The Pilot Flight and Duty Time Rule currently under consideration would consolidate current rest requirements, which vary depending on whether the flight is domestic, international or unscheduled — as with charter flights. The proposal would provide for a nine-hour minimum rest period prior to duty, a one-hour increase over current rules.
Cumulative fatigue also would be addressed. New limits would be established and downtime increased where current rules apply.
The proposal, Margaret Gilligan, the associate administrator for aviation safety with the Federal Aviation Administration, said would provide “a single, scientifically based regulatory approach” to fatigue mitigation. She said she believes the new rules have “the potential to provide a cooperative and flexible means of monitoring and mitigating fatigue during operations.”
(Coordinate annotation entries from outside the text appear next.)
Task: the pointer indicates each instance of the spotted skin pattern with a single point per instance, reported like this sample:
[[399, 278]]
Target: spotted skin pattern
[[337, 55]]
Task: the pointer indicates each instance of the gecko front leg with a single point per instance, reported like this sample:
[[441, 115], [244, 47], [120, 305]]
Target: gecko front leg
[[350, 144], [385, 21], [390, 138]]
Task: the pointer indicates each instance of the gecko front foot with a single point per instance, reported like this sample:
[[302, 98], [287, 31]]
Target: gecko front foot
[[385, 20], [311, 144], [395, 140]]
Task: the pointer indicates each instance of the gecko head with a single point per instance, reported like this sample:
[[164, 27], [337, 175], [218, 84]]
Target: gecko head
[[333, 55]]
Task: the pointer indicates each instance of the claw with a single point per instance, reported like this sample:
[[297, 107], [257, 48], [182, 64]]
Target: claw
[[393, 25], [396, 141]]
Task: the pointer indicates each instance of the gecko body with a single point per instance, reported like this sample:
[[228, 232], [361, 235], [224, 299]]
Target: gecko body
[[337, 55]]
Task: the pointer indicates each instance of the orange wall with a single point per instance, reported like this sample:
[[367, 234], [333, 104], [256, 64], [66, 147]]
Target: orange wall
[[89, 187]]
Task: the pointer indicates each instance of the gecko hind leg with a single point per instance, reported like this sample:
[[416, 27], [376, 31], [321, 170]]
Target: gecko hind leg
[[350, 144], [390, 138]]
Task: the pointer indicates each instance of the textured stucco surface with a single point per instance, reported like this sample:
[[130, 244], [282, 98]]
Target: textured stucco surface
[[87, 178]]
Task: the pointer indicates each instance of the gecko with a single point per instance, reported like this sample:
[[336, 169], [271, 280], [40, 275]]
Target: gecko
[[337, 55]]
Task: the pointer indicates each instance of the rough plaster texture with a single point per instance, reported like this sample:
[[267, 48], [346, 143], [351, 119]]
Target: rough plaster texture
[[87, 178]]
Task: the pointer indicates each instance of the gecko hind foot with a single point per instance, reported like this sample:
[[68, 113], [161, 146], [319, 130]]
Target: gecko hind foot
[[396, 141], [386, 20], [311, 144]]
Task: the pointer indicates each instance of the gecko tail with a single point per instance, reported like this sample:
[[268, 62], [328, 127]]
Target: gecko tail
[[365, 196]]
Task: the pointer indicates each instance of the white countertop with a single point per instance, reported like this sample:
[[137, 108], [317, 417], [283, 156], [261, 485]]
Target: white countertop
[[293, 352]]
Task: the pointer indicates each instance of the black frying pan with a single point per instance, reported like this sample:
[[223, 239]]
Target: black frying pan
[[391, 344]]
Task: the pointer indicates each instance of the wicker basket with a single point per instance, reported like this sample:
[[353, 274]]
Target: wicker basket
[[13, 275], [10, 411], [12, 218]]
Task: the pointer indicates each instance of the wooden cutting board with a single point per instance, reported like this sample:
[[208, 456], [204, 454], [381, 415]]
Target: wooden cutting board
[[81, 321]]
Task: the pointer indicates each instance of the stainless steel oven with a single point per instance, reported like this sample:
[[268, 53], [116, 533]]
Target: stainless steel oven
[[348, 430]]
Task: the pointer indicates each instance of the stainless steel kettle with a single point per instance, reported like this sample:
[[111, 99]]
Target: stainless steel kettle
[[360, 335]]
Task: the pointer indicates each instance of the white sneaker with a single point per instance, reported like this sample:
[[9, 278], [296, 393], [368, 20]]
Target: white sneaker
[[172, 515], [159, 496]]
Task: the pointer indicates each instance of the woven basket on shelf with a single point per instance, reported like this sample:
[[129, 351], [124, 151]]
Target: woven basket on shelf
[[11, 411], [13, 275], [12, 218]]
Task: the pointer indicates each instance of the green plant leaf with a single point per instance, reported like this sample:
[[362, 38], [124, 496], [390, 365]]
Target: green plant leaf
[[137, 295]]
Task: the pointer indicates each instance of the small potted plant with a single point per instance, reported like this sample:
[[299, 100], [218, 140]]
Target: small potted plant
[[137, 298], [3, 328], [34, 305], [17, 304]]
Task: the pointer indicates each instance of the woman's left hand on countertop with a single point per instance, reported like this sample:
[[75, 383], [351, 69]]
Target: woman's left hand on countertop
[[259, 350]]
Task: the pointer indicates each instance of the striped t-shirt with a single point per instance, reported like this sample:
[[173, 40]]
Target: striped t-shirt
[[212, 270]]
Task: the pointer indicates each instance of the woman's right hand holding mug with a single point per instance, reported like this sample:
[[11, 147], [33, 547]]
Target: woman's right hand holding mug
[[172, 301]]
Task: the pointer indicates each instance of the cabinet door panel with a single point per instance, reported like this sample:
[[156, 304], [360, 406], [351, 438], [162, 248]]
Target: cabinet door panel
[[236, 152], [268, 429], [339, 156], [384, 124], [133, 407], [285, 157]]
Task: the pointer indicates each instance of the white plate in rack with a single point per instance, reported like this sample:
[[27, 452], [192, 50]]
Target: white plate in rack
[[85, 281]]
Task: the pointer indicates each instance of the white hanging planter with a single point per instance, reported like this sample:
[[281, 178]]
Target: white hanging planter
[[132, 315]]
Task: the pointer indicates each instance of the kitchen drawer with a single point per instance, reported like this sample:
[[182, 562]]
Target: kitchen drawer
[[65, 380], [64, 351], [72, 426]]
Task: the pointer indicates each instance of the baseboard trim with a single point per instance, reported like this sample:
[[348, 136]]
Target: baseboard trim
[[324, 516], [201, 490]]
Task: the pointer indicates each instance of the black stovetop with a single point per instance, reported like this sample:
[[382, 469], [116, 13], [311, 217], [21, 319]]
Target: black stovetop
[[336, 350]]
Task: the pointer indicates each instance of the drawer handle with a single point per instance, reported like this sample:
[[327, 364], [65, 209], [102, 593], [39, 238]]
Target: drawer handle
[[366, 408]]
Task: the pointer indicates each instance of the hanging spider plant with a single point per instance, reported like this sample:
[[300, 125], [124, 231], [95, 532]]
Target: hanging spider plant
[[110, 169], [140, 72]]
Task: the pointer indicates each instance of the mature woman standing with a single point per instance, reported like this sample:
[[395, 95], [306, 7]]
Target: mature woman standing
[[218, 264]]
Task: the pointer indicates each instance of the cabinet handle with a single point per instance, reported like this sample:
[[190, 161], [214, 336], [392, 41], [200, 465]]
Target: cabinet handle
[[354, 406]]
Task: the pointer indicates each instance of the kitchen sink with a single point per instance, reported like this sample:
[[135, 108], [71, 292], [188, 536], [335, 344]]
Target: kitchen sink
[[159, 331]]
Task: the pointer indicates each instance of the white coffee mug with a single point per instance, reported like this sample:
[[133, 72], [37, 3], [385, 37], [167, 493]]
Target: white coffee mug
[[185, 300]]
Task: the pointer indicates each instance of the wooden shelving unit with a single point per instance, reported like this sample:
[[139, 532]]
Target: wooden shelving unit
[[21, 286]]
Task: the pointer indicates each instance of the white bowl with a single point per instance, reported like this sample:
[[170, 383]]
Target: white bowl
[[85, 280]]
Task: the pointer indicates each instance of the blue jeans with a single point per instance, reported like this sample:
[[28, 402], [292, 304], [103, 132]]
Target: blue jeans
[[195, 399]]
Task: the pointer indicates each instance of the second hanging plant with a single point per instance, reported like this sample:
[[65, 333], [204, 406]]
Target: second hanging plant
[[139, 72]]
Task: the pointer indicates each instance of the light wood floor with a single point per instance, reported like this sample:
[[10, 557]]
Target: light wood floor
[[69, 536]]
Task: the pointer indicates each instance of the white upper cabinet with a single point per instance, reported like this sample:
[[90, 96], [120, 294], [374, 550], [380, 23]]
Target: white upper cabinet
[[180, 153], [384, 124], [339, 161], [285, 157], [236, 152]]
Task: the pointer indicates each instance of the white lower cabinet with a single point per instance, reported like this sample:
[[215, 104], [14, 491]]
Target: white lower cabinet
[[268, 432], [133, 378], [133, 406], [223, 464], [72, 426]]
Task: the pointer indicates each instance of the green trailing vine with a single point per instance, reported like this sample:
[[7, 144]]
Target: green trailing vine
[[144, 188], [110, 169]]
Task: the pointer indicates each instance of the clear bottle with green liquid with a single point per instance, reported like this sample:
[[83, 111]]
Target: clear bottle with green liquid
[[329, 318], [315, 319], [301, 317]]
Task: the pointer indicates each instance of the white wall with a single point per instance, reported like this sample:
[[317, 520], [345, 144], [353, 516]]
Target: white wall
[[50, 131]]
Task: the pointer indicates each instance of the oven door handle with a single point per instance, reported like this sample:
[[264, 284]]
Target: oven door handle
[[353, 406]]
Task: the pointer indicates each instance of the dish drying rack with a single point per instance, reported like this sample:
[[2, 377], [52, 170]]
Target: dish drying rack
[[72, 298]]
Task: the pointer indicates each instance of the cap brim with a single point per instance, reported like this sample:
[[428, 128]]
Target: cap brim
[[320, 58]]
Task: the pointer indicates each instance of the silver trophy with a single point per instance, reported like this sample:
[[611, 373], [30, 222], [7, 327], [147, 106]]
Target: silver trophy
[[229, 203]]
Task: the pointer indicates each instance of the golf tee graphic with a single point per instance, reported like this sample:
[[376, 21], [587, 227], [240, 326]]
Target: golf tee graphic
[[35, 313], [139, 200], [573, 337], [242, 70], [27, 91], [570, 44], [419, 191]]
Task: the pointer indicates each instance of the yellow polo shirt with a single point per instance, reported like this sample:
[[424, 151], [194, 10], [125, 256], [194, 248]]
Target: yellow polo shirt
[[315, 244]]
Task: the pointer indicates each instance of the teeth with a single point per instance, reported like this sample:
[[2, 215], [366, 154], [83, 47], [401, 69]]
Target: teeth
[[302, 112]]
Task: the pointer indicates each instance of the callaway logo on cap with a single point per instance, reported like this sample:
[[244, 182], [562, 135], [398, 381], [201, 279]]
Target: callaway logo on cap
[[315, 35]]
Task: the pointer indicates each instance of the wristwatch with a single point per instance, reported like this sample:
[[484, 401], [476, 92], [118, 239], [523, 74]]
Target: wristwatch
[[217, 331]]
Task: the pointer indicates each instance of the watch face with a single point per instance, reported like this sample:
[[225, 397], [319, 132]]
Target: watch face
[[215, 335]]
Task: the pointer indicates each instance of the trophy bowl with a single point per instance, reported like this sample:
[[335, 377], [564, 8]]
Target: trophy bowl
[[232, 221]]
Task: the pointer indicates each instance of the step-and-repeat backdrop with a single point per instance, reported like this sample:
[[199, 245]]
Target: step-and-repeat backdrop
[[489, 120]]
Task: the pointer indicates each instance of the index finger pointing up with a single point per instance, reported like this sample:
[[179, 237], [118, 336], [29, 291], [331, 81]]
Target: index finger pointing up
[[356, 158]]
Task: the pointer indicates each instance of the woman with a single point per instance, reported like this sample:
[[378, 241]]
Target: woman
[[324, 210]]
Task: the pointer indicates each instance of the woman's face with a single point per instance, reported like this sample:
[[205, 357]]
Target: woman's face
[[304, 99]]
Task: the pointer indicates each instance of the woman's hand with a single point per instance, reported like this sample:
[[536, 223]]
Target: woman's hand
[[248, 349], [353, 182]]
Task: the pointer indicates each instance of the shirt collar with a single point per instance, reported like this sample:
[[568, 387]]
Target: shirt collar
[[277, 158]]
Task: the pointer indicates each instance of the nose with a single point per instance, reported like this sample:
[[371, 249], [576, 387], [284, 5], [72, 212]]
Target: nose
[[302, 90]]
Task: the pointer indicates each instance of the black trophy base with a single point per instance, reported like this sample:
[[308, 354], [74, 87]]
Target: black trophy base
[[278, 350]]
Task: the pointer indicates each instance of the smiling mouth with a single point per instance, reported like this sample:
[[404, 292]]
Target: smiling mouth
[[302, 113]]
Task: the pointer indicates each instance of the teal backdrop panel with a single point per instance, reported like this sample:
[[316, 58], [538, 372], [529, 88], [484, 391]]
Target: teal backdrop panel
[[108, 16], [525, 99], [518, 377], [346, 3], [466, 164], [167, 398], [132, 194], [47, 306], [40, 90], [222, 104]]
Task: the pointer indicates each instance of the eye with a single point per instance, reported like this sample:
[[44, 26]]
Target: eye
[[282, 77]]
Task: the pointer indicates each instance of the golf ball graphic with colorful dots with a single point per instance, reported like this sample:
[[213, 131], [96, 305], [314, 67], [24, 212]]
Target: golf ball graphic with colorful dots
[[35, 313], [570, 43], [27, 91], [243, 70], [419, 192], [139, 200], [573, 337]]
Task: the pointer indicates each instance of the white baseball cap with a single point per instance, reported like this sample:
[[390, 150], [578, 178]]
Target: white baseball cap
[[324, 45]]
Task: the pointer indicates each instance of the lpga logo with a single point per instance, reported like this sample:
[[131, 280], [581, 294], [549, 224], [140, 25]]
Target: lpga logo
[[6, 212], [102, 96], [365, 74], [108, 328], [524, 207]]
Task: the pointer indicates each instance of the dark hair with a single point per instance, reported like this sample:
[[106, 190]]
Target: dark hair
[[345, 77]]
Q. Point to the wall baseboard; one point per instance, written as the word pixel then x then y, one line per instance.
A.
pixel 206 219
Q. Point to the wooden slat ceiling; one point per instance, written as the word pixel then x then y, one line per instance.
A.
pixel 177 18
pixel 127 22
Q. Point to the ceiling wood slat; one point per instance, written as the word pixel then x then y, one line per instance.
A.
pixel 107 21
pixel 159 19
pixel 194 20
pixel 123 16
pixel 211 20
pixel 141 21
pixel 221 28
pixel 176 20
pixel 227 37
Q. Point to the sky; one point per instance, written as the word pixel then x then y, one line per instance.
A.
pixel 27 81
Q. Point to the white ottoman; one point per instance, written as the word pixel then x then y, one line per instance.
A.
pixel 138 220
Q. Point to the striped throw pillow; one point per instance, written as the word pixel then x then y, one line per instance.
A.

Dr. Gregory Belenky, with Washington State University’s Sleep and Performance Research Center, reprised earlier testimony in which he described the ways that sleep deprivation can increase the possibilities for pilot error. He also discussed his research on the science of sleep and fatigue countermeasures.
During the past 15 years, fatigue has been linked to more than 250 fatalities in air carrier accidents, according to the National Transportation Safety Board.
Pilot fatigue was cited as a chief contributor to the February 2009 crash of Colgan Air Flight 3407. Fatigue was linked to questions about the crew’s ability to recognize the plane was in trouble and how to correctly respond.
The commuter plane nosedived into a house near Buffalo, N.Y., killing all 49 people on the plane and one person on the ground.
FAA Administrator Randy Babbitt, a pilot with the old Eastern Airlines for 25 years, said the plan, if approved, “would strengthen the requirement that a pilot has to report fit for duty, fit for the mission that he or she is about to undertake. And that means being fully rested.”
Babbitt added that the responsibility would be placed “with equal weight upon the carrier,” to make sure commercial pilots “get the amount of regulatory rest required that’s being proposed here.”
— CNN’s Paul Courson contributed to this report.